É neste ponto que, sem abandonarmos Walter Benjamin, alcançamos a noção de referencialidade. Este termo, apesar de muitas vezes se encontrar em equivalência como o termo representação[7], é apresentado por Benjamin de forma deveras interessante: um processo temporal – passado recente, presente momentâneo, futuro como espelho do passado – que resultaria no que acima se chamou de desejo / saudade.
Deste ponto de vista, pode afirmar-se que a produção artística – em técnica e temática – espelhará um determinado momento histórico. Contudo, a acção artística vai muito além dessa função de espelho: não só reflecte um momento histórico, como o constitui enquanto componente da sua estrutura teórica.


[1] Para consulta da entrevista na íntegra, consultar anexos p. XVI.
[2] Rogério Nuno Costa. Para consulta da entrevista na íntegra, consultar anexos p. XVIII.
[3] Gaze theory: concebida de diversas formas ao longo do início do século por vários autores, entre os quais Walter Benjamin, ou Michel Foucault.
[4] Para consulta da entrevista na íntegra, consultar anexos p. XVIII.
[5] HUXLEY, Aldous, Admirável Mundo Novo, Livros do Brasil, Lisboa, 1932, p.15.
[6] Mais à frente denominadas, segundo a terminologia forjada por Verónica G. Metello, como representações componentes descentradas.
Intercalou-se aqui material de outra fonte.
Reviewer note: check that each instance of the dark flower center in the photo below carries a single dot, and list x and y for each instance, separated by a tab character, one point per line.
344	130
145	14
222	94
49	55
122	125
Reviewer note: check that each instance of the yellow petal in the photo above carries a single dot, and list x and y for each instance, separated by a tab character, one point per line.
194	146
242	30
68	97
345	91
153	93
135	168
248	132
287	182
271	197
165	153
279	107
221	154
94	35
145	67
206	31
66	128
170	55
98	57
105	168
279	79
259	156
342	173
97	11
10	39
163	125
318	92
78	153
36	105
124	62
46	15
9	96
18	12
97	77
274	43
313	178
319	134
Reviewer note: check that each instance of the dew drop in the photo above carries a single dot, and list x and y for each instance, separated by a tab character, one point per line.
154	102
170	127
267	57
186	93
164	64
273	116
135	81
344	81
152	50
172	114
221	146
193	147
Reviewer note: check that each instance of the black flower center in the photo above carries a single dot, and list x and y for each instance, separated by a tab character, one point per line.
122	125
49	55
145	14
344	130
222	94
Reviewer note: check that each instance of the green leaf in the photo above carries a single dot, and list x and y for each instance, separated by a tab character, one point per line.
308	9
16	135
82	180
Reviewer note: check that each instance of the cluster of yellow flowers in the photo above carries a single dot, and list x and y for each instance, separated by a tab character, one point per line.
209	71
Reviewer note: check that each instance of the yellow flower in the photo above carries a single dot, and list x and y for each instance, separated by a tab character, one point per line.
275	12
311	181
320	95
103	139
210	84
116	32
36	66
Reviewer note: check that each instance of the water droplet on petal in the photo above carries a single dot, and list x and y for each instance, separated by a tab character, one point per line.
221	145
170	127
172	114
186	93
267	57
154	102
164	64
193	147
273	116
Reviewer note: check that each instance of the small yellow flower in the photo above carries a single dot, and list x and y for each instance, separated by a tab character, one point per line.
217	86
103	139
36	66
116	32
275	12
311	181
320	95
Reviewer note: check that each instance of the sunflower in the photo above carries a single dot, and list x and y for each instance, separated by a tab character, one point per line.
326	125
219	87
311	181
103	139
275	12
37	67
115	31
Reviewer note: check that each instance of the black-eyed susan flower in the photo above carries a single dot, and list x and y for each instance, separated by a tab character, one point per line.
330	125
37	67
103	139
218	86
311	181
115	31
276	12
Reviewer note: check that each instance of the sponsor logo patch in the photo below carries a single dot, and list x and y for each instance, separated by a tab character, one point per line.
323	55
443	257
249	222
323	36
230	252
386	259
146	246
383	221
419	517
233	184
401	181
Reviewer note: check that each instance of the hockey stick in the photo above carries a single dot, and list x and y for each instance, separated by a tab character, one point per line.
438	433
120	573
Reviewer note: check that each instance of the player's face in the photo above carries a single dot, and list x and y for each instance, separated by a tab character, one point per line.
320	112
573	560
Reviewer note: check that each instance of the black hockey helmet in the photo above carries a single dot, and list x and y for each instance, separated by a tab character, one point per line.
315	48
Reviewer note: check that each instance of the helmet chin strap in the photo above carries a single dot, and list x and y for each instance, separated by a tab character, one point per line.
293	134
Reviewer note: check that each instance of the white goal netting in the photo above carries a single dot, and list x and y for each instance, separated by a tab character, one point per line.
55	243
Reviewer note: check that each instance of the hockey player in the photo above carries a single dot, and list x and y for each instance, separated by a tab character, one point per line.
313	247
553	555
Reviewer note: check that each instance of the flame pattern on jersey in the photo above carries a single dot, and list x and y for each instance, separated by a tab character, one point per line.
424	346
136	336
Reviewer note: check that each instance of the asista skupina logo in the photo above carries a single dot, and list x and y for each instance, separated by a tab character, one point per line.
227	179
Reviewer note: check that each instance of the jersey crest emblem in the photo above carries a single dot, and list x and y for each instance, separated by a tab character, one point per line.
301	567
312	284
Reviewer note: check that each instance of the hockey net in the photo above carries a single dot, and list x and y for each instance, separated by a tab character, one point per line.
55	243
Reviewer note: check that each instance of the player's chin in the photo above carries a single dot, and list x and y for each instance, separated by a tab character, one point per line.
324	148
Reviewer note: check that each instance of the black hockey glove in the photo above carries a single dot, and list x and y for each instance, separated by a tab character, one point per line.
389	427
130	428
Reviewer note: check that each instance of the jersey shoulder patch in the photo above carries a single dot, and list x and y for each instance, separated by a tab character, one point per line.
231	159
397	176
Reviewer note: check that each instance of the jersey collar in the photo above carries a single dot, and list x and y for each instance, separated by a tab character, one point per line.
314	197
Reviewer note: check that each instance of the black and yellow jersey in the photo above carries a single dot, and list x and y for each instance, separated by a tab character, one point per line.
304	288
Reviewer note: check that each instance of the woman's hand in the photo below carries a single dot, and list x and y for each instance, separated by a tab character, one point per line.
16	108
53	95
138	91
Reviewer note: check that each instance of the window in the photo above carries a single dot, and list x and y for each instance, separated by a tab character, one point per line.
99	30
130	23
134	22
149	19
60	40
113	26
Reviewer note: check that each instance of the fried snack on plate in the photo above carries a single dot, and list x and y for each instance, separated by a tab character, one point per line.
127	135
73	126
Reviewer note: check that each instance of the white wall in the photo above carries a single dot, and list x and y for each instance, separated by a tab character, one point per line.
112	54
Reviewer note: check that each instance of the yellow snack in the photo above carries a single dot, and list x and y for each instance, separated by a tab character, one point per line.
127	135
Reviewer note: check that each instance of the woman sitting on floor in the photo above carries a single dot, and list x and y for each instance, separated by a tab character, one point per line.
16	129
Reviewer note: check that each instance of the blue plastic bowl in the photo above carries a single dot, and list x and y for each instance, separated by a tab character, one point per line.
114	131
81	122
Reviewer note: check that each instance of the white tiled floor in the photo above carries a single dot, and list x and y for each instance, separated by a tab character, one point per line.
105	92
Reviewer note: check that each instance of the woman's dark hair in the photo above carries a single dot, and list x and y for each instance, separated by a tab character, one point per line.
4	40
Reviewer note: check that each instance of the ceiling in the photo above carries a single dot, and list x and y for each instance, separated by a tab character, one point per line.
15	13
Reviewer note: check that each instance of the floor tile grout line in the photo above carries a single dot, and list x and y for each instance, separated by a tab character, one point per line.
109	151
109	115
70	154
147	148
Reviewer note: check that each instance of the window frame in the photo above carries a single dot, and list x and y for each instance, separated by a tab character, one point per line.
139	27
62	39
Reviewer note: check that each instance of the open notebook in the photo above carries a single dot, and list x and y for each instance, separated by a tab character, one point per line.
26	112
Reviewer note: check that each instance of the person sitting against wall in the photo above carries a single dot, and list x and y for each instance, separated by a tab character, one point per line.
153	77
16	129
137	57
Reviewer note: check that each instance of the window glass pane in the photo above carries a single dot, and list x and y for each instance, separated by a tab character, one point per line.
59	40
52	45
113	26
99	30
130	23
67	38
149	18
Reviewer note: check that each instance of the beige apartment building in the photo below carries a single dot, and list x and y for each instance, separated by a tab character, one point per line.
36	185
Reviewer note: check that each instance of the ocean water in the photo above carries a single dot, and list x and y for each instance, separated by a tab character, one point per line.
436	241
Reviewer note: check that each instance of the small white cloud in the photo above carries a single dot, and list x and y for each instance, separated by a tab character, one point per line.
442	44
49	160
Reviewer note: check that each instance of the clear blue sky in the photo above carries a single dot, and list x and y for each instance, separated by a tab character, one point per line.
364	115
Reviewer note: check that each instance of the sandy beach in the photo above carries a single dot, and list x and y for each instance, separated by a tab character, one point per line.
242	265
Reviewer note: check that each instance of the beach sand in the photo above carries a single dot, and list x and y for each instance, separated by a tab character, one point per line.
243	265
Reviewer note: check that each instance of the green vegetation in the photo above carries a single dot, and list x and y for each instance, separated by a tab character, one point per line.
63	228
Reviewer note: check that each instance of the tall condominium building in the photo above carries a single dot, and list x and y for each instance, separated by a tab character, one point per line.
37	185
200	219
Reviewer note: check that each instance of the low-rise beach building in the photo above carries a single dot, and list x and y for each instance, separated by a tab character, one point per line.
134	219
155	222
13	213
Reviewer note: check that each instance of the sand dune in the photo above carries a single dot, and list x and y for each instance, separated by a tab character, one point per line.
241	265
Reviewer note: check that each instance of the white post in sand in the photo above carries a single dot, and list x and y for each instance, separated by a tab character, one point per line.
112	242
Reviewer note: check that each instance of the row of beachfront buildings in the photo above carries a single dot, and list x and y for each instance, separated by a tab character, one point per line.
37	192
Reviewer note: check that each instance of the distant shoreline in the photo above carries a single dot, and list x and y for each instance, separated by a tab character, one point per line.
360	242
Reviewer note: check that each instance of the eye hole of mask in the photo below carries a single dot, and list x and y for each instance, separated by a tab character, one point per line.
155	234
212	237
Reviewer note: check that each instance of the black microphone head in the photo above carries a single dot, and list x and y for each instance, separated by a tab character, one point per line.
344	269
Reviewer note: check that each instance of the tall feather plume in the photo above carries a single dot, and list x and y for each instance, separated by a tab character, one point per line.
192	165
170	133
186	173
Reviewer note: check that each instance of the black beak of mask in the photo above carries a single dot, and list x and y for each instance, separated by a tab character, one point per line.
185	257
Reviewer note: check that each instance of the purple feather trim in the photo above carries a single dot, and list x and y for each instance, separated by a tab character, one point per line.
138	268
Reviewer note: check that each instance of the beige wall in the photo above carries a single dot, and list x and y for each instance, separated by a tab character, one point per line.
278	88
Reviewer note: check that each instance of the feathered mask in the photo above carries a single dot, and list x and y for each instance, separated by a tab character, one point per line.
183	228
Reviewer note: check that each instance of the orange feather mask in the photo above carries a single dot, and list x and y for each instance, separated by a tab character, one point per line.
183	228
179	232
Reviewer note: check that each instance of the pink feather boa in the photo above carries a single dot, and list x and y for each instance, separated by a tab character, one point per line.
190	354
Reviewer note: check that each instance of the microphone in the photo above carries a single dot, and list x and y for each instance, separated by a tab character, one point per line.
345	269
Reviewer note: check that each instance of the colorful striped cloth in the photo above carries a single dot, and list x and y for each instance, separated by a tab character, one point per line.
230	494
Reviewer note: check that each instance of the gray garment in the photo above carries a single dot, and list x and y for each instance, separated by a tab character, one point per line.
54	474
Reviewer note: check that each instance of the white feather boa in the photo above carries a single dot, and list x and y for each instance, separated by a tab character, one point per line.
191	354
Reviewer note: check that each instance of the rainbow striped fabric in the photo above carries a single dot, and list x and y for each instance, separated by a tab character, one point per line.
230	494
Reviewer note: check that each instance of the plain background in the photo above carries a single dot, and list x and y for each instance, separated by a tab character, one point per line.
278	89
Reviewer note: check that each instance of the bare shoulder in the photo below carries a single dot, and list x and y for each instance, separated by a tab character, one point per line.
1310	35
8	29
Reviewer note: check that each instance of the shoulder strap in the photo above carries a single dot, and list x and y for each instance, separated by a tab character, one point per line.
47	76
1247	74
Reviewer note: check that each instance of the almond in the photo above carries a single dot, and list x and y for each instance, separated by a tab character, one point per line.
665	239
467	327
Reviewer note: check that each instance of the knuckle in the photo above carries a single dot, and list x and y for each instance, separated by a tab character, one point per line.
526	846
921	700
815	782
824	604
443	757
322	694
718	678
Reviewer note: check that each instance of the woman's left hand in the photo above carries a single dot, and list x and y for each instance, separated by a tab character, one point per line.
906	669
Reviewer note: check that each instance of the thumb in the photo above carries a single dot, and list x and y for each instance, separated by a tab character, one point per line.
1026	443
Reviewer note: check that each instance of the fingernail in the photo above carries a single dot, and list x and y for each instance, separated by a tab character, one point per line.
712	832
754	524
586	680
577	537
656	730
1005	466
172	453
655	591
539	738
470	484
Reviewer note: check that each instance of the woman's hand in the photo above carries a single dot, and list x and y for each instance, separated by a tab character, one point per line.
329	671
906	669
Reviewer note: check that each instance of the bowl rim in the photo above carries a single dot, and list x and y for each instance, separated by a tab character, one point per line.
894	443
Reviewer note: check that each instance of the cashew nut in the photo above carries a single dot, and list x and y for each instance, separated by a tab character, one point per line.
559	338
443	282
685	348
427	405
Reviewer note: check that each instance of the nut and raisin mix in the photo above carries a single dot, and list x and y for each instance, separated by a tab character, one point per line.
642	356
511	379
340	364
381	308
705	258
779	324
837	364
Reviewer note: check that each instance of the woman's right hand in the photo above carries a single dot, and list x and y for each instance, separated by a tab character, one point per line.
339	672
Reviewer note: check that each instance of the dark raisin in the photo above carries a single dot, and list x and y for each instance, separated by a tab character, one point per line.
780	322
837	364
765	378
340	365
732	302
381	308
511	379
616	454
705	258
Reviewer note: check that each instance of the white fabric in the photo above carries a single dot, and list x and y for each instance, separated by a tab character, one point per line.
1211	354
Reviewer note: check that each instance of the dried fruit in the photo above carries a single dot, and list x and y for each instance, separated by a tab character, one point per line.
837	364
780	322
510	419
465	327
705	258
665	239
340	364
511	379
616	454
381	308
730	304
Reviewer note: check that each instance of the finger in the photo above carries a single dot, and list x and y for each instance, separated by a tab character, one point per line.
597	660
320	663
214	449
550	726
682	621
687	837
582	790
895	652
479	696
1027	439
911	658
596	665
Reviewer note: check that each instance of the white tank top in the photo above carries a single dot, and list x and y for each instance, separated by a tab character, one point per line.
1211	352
[7] O termo representação adquire aqui um tom assumidamente depreciativo uma vez que se refere geralmente à substituição directa de um item por um relacionado. Contudo o que se pretende, e como já referido em texto anteriormente, não é uma representação pura, mas antes uma referência: um qualquer ponto de contacto, mais ou menos remoto – mais ou menos óbvio –, entre a realidade que se experiência, e o passado a que se refere.